Ahhh, so is the question "How can I read attributes, and keep them as-is without any entity resolving"?

I don't believe you can (all I've seen is negative answers from a search of the web)... What you could do is something like:

// Mask entities

xml = xml.replaceAll( /&#x([0-9A-F]+?);/, '!!#x$1;' )

def parser = new XmlParser().parseText( xml )

println parser.node[0].@attr.replaceAll( /!!#x([0-9A-F]+?);/, '&#x$1;' )
println parser.another[0].@attr.replaceAll( /!!#x([0-9A-F]+?);/, '&#x$1;' )

But as far as I know, there's not a method for tuning off entity resolution :-( (fingers crossed I'm wrong)

Respondido el 27 de Septiembre de 13 a las 10:09

The value of one of the attributes in my XML file is a string that equals a character hex code

No it isn't. The representación of the attribute value in the original XML is a hexadecimal character reference, but the propuesta de of the attribute is the character Ñ. There are ways to configure some XML parsers to avoid expanding named entidad references during parsing, but they debe: expand numeric character references as per the XML spec.

You haven't said why storing the real character value is a problem. If it's to do with rendering the value to a browser then that can be handled by using .encodeAsHTML() at output time. If you need to save the value to another XML file then use an XML API to do so and it will handle the encoding issues for you, replacing characters with entities or character references where this is required to keep the result well-formed (in the case of Ñ it doesn't need to be escaped anyway unless you're writing XML in an unusual character set).

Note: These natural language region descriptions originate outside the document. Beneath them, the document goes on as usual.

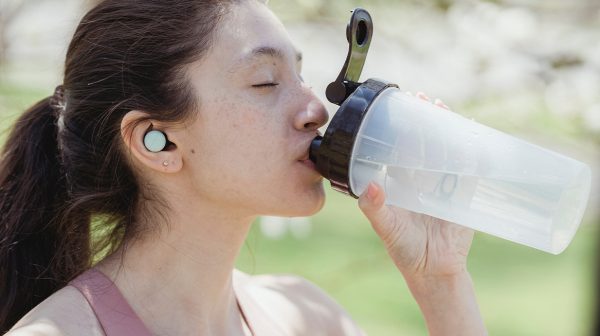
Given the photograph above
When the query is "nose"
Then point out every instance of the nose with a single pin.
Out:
(313, 114)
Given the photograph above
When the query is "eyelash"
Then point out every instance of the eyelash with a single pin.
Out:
(265, 85)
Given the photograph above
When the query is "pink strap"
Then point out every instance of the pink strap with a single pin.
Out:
(253, 313)
(112, 310)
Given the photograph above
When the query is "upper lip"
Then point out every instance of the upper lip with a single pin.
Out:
(306, 149)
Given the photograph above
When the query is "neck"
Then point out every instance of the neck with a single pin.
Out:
(179, 281)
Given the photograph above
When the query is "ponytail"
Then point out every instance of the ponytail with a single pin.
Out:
(40, 250)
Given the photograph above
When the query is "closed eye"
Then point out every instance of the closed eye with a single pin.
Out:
(264, 85)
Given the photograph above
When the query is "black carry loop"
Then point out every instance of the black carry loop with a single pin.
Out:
(331, 153)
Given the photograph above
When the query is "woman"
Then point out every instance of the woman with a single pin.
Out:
(219, 82)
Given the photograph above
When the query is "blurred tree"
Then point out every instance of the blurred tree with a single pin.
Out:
(9, 10)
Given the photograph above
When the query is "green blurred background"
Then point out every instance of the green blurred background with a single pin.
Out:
(529, 68)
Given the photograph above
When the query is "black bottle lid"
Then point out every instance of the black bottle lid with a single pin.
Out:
(332, 152)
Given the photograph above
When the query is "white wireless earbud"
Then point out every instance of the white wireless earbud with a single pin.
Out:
(155, 141)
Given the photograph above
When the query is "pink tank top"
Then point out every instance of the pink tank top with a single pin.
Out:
(117, 318)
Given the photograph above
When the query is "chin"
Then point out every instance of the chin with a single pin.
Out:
(304, 205)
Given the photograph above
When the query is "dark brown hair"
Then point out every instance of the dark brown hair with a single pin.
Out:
(56, 182)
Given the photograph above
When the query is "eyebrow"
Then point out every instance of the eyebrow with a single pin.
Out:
(271, 52)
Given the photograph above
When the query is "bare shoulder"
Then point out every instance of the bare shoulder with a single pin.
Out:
(298, 304)
(65, 312)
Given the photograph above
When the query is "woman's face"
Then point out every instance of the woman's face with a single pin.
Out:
(248, 148)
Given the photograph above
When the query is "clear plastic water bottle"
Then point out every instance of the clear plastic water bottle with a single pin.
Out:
(433, 161)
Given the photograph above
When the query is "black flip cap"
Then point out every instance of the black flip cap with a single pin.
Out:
(332, 152)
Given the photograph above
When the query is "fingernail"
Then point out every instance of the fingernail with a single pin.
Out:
(371, 191)
(422, 96)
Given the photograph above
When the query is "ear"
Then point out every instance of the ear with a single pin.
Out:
(134, 126)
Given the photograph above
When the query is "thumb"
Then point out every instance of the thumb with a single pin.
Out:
(371, 202)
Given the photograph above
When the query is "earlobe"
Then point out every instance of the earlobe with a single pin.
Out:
(148, 143)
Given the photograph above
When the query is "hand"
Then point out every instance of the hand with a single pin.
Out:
(420, 245)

In the specific case of Groovy's MarkupBuilder you can temporarily escape from XML mode and write hand-constructed markup directly to the output stream using mkp.yieldUnescaped, which would let you output a character reference somewhere the builder wouldn't normally bother.

Respondido el 29 de Septiembre de 13 a las 12:09

I updated my question to indicate why this is a problem for me. - ubiquibacón

@ubiquibacon if your code cares about the difference between Ñ, &#xD1;, &#xd1;, etc. then you can't use an XML tool to parse the data. An XML parser simply will not tell you which lexical representation was used in the original source. - Ian Roberts

I have added some new information to my question. It doesn't look like I can use any SAX based parser to read the character hex code as a string, but maybe you know a way I can make Groovy Creador de marcas (or equivalent) write out offending characters in their expanded hex code format. - ubiquibacón

@ubiquibacon an XML API will escape anything that needs to be escaped and not anything that doesn't. If you're writing XML in UTF-8 then Ñ can be written without escaping. If you write it as US-ASCII then it would get escaped as &#xD1; or &#209; or some other equivalent character reference. I'll say it again - if you care about this level of detail then you're not dealing with XML and you can't use an XML tool, instead you'll have to construct the markup yourself as strings. - Ian Roberts

I am writing the XML in UTF-8 and Ñ gets written to the file. Besides my requirement to be able to generate XML identical to what I had as an input the Saxon-HE parser chokes on that character. That is how I discovered this issue. - ubiquibacón

No es la respuesta que estás buscando? Examinar otras preguntas etiquetadas or haz tu propia pregunta.